The large-scale FINRISK population survey of risk factors for chronic, noncommunicable diseases has been used to collect health data on the population every five years since 1972. The data can be analysed to identify risk factors for chronic diseases. More and more genetic data is also being collected, and when combined with registry data it makes it possible to develop measures to prevent diseases and to create more effective treatments.


There are many Finnish survey datasets, but according to Kati Kristiansson of the Finnish Institute for Health and Welfare (THL), FINRISK contains exceptionally rich and diverse data on the health of the Finnish population. The participants are randomly selected from populations in different regions of the country. They are asked about their lifestyle, family history of illness, mood and other factors related to health and wellbeing. Registry and survey data can be combined with genetic samples.

“When all these laboratory measurements and questionnaire data are combined with health registry data, we can learn about people’s medical histories, what medications they have taken and all the causes of death in the population.”

In 2015, the FINRISK data collections were transferred to the THL Biobank. Two years later, the FINRISK and Health 2000 surveys were combined into a new FinHealth population survey. Naturally, there are also other biobank datasets containing genomic data and data from health examinations. What makes the FINRISK data of exceptional quality is its time span.

“Various values are measured at the person’s first health examination. When this baseline has been established, the same person can be tracked in the registers for up to 30 years to see the developments over time regarding their health. You can see what kind of risk factors were present at the beginning, what kind of illnesses occur over the years, or the cause of death.”

According to Kristiansson, what is particularly valuable in the FINRISK population data is the monitoring over time after the initial measurements have been taken.

“This kind of analysis helps in determining the factors that increase the risk of future illness. Hereditary and lifestyle factors are a very useful aid in this regard.”

FINRISK data is stored in the THL Biobank. New data from different research projects is being added all the time. Kristiansson’s research relies heavily on biobank data. She leads the Public Health Research team in the Population Health Unit at THL and is involved in collecting data for the Terve Suomi (Healthy Finland) research project, which began in 2022 and will provide up-to-date information on the health and wellbeing of adults living in Finland.
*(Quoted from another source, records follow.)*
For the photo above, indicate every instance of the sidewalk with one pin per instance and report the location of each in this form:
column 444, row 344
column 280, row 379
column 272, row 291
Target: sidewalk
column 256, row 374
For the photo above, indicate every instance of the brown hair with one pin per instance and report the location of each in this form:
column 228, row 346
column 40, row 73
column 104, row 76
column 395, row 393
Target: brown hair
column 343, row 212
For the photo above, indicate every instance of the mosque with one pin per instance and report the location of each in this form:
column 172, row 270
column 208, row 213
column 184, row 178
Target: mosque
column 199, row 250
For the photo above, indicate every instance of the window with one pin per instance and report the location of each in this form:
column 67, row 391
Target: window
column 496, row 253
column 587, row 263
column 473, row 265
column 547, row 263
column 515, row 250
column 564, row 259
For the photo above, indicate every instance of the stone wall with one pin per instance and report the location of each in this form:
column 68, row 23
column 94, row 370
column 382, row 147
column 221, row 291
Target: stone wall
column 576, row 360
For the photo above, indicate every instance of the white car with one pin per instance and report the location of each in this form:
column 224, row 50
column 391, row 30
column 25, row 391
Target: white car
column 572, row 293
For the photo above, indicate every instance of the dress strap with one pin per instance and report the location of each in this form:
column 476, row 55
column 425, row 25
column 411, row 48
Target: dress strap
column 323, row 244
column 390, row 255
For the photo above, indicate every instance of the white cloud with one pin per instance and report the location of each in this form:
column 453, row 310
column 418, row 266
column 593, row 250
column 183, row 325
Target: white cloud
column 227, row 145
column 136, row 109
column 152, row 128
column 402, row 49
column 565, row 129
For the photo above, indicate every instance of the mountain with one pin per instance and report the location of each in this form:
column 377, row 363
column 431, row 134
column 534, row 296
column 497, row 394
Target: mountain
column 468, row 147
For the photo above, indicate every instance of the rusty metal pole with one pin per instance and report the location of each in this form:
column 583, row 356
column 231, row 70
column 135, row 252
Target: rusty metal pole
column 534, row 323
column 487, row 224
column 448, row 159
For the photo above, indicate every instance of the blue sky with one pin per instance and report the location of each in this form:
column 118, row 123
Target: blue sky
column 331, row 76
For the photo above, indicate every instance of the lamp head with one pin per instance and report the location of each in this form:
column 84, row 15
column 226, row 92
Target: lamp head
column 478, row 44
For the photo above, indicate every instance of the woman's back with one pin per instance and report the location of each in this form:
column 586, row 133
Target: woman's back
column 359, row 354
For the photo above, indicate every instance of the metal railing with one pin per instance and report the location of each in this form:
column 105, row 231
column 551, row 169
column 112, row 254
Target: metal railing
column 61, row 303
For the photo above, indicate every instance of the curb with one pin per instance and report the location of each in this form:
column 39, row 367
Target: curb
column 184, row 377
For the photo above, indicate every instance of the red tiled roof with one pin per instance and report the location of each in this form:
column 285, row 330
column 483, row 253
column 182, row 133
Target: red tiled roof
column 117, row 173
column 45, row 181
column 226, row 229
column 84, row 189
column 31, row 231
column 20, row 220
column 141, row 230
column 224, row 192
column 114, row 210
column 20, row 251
Kati Kristiansson has used the FINRISK data throughout her research career.

“In my early days as a researcher, I studied the genetic determinants of diseases affecting broad segments of the population, with a particular focus on risk factors for cardiovascular disease. This is what I have been doing ever since – I have always had a keen interest in identifying risk factors for public health diseases and assessing possible preventive measures.”

In the FINRISK study, 10,000 people are asked to participate in health examinations every five years. The most recent examination also involved taking a stool sample, and sampling the person’s microbiome – the population of microorganisms inhabiting their body. In addition, a blood sample was taken to study each research participant’s metabolome, which is the full range of hundreds of metabolites that are present within the body.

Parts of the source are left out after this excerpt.